Hate and war are so much easier than love, peace, and tolerance.
When we are hurt or perceive a threat or injury inflicted on us by someone, our first instinct is to lash out. After all, self-preservation is how humans have made it this far in our existence.
Even without the inclination or ability to rationalize their actions to a profound level, the early versions of man needed and had survival instinct in abundance. For example, if Ugh stole food or possessions from Lug, Lug grabbed his club intending to retrieve his property, even if his actions resulted in the death of Ugh. Not unlike modern folks, even early man treasured stuff.
We do not know whether Cain and Abel preceded the appearance of homo sapiens on this planet. But since this Big Blue Marble is quite large, perhaps they lived in different regions at the same time. Nevertheless, Adam and Eve’s son, Cain, acted similarly to Ugh and Lug.
Cain felt Abel was the favorite son, and he killed his brother to eliminate the threat of losing the parental love he craved. Of course, that did not work out so well for either Cain or Abel. You may think humanity progressed somewhat from such explicit and brutal retaliation, but not by much.
The outcome of a trial in Dallas had the potential to rip apart the city. A white, female officer, thinking she entered her apartment, shot and killed a black man. Unfortunately for both parties, it turned out to be his apartment and not hers.
Folks who thrive on stirring the simmering pot of resentment and hatred for the basest of needs — power and financial gain — were busy agitating the minority community, demanding vengeance. They threatened retribution if the jury did not convict her to the fullest extent of the law.
As it turned out, the jury’s verdict was murder, but instead of twenty-eight years or life, their choice was ten years. The trial was over.
Outside the courtroom, the pot neared the boiling point. The city braced for untold days of violence. Then the dead man’s eighteen-year-old brother asked to address the former policewoman.
He said he forgave her and prayed for her to find Christ and make her life better. Then the young man asked permission to hug the woman who ended his older brother’s life. By his words and actions, the young man managed to thwart the hate mongers’ plans.

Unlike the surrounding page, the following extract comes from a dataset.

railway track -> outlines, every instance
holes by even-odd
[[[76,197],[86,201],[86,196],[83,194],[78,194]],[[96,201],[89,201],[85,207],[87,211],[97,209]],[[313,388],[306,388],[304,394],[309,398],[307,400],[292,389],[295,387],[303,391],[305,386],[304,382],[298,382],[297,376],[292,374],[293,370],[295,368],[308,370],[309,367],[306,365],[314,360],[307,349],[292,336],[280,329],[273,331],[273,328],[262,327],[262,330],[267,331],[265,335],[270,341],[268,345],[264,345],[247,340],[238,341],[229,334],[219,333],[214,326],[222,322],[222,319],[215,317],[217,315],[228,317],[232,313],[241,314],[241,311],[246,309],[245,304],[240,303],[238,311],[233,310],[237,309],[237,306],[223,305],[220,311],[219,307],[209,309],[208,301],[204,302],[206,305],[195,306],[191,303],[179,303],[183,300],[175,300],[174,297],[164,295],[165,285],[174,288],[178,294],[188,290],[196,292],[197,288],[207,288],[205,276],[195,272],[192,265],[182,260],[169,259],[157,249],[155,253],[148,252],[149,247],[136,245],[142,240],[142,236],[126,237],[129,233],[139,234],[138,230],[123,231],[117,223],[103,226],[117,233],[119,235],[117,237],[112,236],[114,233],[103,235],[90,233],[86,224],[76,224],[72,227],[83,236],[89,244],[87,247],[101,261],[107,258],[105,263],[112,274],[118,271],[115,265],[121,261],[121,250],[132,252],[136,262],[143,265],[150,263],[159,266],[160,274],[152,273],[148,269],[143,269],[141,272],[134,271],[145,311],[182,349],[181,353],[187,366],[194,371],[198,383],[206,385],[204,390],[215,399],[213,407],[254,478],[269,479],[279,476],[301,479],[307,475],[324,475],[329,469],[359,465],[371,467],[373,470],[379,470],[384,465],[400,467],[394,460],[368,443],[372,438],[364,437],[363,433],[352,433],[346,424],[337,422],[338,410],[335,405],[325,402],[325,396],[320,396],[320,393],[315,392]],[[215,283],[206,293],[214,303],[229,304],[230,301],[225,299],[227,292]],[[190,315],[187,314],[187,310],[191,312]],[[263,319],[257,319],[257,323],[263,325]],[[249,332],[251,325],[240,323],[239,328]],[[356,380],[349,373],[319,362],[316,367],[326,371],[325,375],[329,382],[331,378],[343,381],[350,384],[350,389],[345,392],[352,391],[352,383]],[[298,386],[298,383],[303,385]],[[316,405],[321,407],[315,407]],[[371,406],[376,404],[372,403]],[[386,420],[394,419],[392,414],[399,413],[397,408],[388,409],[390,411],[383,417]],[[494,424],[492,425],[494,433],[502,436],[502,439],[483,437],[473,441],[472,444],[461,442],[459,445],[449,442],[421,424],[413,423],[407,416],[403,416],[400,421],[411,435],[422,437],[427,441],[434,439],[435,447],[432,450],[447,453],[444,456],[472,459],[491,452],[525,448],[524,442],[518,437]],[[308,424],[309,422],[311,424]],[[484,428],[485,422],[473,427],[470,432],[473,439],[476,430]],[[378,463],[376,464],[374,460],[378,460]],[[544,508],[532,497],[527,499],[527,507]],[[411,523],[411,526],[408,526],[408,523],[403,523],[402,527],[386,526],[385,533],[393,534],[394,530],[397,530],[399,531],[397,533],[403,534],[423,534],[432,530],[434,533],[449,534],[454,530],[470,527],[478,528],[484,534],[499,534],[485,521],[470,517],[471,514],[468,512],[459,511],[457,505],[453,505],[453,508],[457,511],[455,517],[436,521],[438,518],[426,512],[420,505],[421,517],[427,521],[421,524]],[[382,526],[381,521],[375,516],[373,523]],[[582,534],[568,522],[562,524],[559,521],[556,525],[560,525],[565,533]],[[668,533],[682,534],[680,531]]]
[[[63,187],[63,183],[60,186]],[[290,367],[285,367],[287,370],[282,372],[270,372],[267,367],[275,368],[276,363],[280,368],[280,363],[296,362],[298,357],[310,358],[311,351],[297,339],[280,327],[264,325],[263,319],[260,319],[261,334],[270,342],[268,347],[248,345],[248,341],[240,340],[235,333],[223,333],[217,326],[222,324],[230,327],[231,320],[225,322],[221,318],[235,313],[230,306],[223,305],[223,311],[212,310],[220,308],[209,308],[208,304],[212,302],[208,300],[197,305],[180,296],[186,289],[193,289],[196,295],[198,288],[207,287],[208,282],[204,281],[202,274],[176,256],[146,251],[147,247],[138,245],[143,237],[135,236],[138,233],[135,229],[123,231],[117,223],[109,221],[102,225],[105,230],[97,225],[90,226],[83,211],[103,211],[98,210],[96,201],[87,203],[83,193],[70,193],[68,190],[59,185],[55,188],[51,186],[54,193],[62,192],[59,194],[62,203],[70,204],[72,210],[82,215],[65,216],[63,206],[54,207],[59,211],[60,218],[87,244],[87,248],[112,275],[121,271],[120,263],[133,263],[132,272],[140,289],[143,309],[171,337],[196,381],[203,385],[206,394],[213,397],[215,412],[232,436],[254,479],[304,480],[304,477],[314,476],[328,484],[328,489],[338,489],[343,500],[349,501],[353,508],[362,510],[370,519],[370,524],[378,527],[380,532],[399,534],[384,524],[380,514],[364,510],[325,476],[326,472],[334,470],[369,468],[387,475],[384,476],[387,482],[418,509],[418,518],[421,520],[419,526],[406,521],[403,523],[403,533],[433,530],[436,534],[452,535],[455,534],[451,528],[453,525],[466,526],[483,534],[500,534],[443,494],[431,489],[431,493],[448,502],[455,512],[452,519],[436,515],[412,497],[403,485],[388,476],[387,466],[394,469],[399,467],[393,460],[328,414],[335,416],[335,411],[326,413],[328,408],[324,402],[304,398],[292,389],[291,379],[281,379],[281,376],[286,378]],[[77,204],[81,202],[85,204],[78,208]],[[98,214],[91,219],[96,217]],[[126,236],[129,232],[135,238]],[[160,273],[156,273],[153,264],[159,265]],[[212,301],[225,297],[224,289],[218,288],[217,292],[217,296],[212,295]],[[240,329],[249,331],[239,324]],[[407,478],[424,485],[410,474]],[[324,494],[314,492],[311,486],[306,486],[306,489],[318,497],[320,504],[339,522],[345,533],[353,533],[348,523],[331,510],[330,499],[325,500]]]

People in the courtroom, those outside poised to wreak havoc on the city, and many who watched the video or heard the recording wept. The goodness of one man had the power to calm the impending storm.
Think of the times in your life you wanted revenge. As is often the case, the cause was something petty someone did to disrupt your life. When you consider how oblivious people tend to be, the disrupter may not even realize the consequence of his or her words or actions.
If we are honest, our first instinct to seek revenge is nearly overwhelming. Our common sense takes a brief or even extended vacation as we plot.
“I’m going to say…” Or, “I will do … to hurt him or her,” you mutter through gritted teeth while seething with righteous indignation.
Not unlike most folks, this writer admits to the desire for revenge. The scenarios she envisioned to exact revenge were elaborate and not pretty. After all, she is a writer, and plotting a story is her stock and trade.
Thank goodness for the kernel of decency that found refuge in her pinky toe. Eventually, she managed to cool down and did not act on the powerful impulse to cause someone pain or exact a pound of flesh. Why? Common sense kicked in. The blood pressure settled to lukewarm. She realized pursuing revenge would not only hurt others but herself as well.
As Martin Luther King, Jr. so eloquently put it. “The old law about an eye for an eye leaves everybody blind.”